Case 1: Regulatory Requirements for Asset Securitization The client is an international bank with European roots with a clear focus on consumer and commercial clients in some key local markets and a global focus on select multinational corporations and financial institutions, as well as private clients. It is a leading participant in the asset securitisation market, having significant exposures to traditional and synthetic programmes as originator, sponsor and investor. CHALLENGES FACED : They wanted to implement new enrichment data, calculations, systems, processes and reporting to be compliant at the advanced level. Without successful and timely accomplishment of these, the bank would not realise the reductions in capital requirements intended to be achieved by some of its securitisation transactions. APPROACH AND SOLUTION : Avantage Reply used its knowledge, expertise, and experience to identify the key area of focus. Thus provided the consistent core of the project in a number of facets and through a series of phases. Definition of the growing inventory of programmes in the scope of responsibility Documenting the structure of the programmes and detailing the clients roles in them Sourcing previously unavailable asset data programme and the underlying asset enrichment information Transferring knowledge to the business-as-usual resources Regularly reporting progress to the various senior stakeholders (e.g., Group Basel II asset securitisation project, Business Unit Basel II project, UK Finance). RESULTS AND BENEFITS : The client has successfully commenced external reporting and realised the reductions in capital requirements intended to be achieved by some of its securitisation transactions.

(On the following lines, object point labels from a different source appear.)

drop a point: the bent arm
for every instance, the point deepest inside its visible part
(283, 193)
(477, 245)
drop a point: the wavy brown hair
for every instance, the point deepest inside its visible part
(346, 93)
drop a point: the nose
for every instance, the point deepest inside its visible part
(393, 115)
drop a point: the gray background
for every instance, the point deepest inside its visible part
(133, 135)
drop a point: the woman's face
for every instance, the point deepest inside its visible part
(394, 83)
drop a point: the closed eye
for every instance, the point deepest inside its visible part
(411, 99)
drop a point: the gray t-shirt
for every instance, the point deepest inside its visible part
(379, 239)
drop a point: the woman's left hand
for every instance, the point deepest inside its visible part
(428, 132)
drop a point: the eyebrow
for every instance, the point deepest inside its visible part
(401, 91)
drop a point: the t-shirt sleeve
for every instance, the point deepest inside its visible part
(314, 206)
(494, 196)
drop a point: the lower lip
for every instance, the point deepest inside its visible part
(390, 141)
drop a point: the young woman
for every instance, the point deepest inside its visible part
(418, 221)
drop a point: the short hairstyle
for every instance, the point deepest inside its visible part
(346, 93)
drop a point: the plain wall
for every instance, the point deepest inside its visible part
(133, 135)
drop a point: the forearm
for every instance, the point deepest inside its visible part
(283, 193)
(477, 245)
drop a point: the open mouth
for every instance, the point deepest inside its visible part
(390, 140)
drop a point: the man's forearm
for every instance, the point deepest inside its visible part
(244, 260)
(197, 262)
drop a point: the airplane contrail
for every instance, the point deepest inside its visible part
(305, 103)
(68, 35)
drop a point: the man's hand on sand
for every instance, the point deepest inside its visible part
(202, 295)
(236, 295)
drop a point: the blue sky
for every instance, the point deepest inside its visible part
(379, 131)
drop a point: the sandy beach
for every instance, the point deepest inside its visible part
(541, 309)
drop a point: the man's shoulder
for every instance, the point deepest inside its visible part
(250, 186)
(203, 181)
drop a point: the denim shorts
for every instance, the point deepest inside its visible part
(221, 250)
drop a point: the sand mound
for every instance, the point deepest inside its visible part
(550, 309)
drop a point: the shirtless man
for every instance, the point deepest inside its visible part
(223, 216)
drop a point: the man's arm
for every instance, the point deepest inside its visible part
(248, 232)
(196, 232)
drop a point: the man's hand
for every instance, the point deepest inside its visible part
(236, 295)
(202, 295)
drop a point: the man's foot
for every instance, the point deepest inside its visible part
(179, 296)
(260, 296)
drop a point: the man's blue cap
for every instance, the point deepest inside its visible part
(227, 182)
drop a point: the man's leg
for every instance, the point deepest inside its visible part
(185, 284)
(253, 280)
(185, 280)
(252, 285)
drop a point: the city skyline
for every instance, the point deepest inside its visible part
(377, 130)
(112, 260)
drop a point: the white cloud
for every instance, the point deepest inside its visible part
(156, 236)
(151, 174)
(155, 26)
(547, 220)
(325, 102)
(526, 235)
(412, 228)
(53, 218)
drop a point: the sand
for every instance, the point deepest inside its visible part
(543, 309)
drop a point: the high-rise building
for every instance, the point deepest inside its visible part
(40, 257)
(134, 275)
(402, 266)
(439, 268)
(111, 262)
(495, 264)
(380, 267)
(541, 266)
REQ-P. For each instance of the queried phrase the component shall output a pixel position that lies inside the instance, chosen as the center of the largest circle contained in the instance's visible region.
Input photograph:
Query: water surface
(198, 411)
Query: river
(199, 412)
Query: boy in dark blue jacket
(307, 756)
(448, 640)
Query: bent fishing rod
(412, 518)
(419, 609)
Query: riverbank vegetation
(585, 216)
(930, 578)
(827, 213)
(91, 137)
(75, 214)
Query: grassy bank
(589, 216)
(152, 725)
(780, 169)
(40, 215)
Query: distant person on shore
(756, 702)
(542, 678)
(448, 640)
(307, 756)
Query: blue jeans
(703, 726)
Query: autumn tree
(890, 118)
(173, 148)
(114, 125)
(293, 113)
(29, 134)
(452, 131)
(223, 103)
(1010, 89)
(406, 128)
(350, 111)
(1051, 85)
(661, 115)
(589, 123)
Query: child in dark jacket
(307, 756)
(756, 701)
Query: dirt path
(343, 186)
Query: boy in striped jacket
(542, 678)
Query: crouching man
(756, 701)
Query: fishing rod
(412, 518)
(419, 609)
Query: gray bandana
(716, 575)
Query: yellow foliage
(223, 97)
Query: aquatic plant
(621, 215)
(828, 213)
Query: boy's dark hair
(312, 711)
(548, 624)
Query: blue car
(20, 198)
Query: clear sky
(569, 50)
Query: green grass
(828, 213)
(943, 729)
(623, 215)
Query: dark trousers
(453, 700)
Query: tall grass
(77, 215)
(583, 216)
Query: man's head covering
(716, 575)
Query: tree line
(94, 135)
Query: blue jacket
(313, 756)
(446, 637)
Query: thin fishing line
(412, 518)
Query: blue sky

Case 2 : Foreign Exchange Risk Management Capability The client is European Investment Bank. The client maintains a single currency ledger. All non-functional currency transactions are translated at the rate prevailing on the trade date. THE CHALLENGE The client maintains a single currency ledger which does not capture the distinction between realised and unrealised exchange differences arising from nonfunctional currency transactions, resulting in an inability to manage FX rate risk. The effect of variations in exchange rates is reflected daily through the profit and loss account. However, the distinction between realised and unrealised exchange differences is not captured and the open positions that give rise to continued FX exposure are not identified or quantified and therefore not managed. APPROACH AND SOLUTION Avantage Reply used its knowledge, expertise, and experience to identify the key area of focus.The approach taken was to: Agree a methodology for inventory/position valuation (assumed first in first out basis) Review all position data to ensure comprehensiveness for valuation purposes (i.e., all relevant data captured to enable valuation to be undertaken), timeliness and accuracy Define the data fields to be captured where absent Define an algorithm for calculating potential exposures for all traded products Ensure the capture and accounting for corporate actions Provide policy recommendations for the management of FX transaction and translation risk RESULTS AND BENEFITS All of the above was delivered in a report submitted to Treasury and IT which became the basis of a functional specification used by IT to develop the appropriate data capture systems and exposure measurement engine for identifying and quantifying all FX transactional exposures.